Alterations in serum kynurenine pathway metabolites in individuals with high neocortical amyloid-beta load: A pilot study

The kynurenine pathway (KP) is dysregulated in neuroinflammatory diseases including Alzheimer's disease (AD), however has not been investigated in preclinical AD characterized by high neocortical amyloid-beta load (NAL), prior to cognitive impairment. Serum KP metabolites were measured in the cognitively normal KARVIAH cohort. Participants, aged 65-90 y, were categorised into NAL+ (n = 35) and NAL- (n = 65) using a standard uptake value ratio cut-off = 1.35. Employing linear models adjusting for age and APOE epsilon 4, higher kynurenine and anthranilic acid (AA) in NAL+ versus NAL- participants were observed in females (kynurenine, p = 0.004; AA, p = 0.001) but not males (NALxGender, p = 0.001, 0.038, respectively). To evaluate the predictive potential of kynurenine or/and AA for NAL+ in females, logistic regressions with NAL+/- as outcome were carried out.
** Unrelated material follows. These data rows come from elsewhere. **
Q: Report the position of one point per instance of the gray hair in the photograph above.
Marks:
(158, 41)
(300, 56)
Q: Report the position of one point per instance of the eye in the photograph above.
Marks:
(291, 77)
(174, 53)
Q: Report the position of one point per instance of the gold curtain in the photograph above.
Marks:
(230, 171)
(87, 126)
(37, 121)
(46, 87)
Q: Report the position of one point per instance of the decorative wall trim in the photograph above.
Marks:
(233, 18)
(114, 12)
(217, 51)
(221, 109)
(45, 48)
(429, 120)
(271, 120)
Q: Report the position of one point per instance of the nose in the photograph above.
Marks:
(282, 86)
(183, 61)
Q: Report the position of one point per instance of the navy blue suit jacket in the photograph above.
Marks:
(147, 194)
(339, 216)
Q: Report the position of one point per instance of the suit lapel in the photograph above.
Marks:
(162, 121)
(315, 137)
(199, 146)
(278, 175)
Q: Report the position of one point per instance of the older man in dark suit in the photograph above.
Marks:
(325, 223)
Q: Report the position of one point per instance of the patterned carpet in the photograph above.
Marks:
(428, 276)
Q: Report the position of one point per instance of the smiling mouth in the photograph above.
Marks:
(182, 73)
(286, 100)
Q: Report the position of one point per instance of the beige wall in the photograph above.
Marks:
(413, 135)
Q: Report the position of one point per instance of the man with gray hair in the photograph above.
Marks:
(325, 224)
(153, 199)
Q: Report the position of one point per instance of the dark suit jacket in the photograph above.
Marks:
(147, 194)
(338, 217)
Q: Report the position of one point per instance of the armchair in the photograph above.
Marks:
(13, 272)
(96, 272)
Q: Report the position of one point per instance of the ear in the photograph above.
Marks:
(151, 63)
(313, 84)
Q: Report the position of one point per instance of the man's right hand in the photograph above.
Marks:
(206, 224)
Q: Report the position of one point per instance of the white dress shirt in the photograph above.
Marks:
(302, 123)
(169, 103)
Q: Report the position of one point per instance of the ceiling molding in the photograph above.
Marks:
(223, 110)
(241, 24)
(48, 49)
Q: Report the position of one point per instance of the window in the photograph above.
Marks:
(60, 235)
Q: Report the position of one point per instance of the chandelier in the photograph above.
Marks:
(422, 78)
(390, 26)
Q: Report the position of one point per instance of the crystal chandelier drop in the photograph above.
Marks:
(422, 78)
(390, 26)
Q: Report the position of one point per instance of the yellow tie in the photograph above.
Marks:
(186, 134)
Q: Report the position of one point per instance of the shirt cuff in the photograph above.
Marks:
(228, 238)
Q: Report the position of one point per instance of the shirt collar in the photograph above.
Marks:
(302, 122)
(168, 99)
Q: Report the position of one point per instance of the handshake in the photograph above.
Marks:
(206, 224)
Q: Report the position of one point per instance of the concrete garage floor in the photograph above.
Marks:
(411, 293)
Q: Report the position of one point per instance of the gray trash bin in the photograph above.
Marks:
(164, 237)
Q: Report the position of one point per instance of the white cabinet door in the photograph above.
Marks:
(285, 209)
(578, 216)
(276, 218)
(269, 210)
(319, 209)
After age and APOE epsilon 4 adjustment, kynurenine and AA were individually and jointly significant predictors (p = 0.007, 0.005, 0.0004, respectively). Areas under the receiver operating characteristic curves were 0.794 using age and APOE epsilon 4 as predictors, and 0.844, 0.866 and 0.871 when kynurenine, AA and both were added. Findings from the current study exhibit increased KP activation in NAL+ females and highlight the predictive potential of KP metabolites, AA and kynurenine, for NAL+. Additionally, the current study also provides insight into he influence of gender in AD pathogenesis.